The chart shows the number of weeks in which the yield curve was inverted in the past. At 154 weeks, this is the fourth highest value since 1960, so a normalization of the yield curve could happen in the near future.
The chart shows the percentage of total bonds in the U.S. that have an inverted yield curve. Here, too, it is evident that a reversal could soon take place.
In the past, when the inverted yield curve breaks down, it usually happened with short-term rates falling very sharply and long-term rates falling weakly. Most investors conclude that to profit from this, one would now have to invest in short-term bonds. But that is not the case. Short-term bonds hardly react at all to interest rates due to their short maturity and thus low sensitivity. The biggest price gains are therefore to be expected in long-term bonds.
Economic development and real estate prices in Europe and Switzerland
The interest rate and economic development in the USA usually has a lead of 6-12 months over the development in Europe.
The chart shows how much the European Central Bank ECB has reduced the money supply in recent months (light blue line). Normally, this slows down economic activity, which is shown here with the purchasing managers' index (PMI, dark blue line). This economic slowdown has not yet happened, but as the chart shows, it is now very likely to happen.
The chart shows how real estate prices have reacted to interest rate increases so far.

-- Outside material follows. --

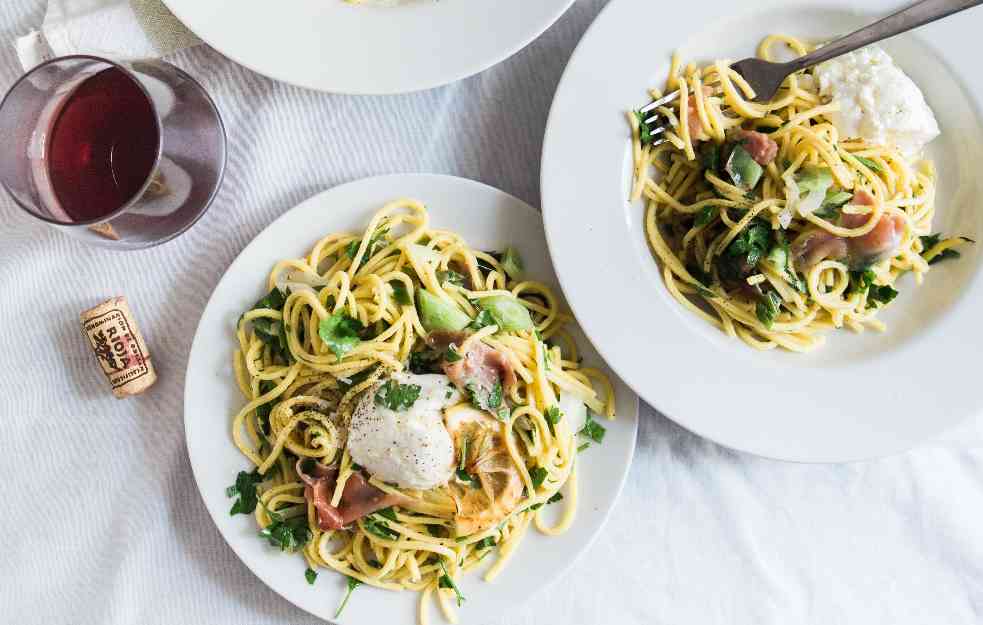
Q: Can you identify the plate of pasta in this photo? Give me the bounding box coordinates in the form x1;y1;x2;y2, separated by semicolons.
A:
542;0;983;461
164;0;573;95
185;175;638;624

After a long period of price increases, investors now have alternatives in bonds again and real estate prices are falling.
During the week, the Swiss central bank published its new Financial Stability Report. In it, it again warns of problems in the real estate sector. It expects that 20% of real estate owners will have problems paying their interest if the key interest rate rises above 3%. This is currently not yet the case (we are at 1.75%), but probably soon.
The SNB writes in the current report: "With the rise in mortgage rates, the probability of a decline in residential property prices has increased. Many properties are valued too high, there could be price corrections between 15% and 40% - downward.
It is always advisable for investors not to ignore the warnings of the central banks.